A study found that 73.2 percent of large language model (LLM) chatbot users accept AI answers as they are, even when they are wrong. The tendency strengthened as time pressure increased. It eased when participants received rewards and immediate feedback.
Ars Technica reported on Thursday that researchers at the University of Pennsylvania defined the phenomenon as “cognitive surrender.” It refers to a state in which people accept an AI’s reasoning without review, going beyond assigning machines limited tasks such as calculators or GPS.
The University of Pennsylvania team also proposed a third category, “artificial cognition,” in addition to humans’ intuitive and analytical judgment, in which an algorithm drives decisions.

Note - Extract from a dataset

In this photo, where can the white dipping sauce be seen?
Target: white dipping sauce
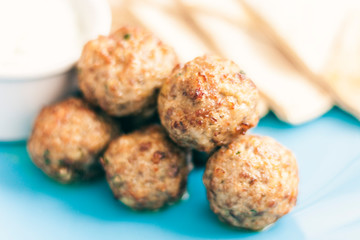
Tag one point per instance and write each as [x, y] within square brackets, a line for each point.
[37, 36]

The researchers ran more than 9,500 trials with 1,372 participants in a Cognitive Reflection Test (CRT). Participants could choose to use an LLM chatbot that was adjusted so that about half of its answers were wrong.
The AI-using group referred to the chatbot in about half of the questions presented. When the AI was correct, 93 percent accepted it. Even when the AI was wrong, the acceptance rate was 80 percent. The AI-using group performed better than the control group when the AI was right, but worse when it was wrong. Even so, their confidence in their own answers was 11.7 percent higher.
When participants received small rewards and feedback on correct answers, the share who overturned incorrect AI answers rose by 19 percentage points from the baseline. When given a 30-second time limit, that share fell by 12 percentage points.
Individual differences were also identified. Participants with higher fluid intelligence scores relied less on AI and corrected wrong answers more often. By contrast, participants with a stronger tendency to view AI as an authoritative presence were more easily drawn to wrong answers.
The researchers did not see AI reliance itself as irrational. They said that as reliance increases, performance follows AI quality as it is. If it is accurate, performance rises, and if it is wrong, it falls as well.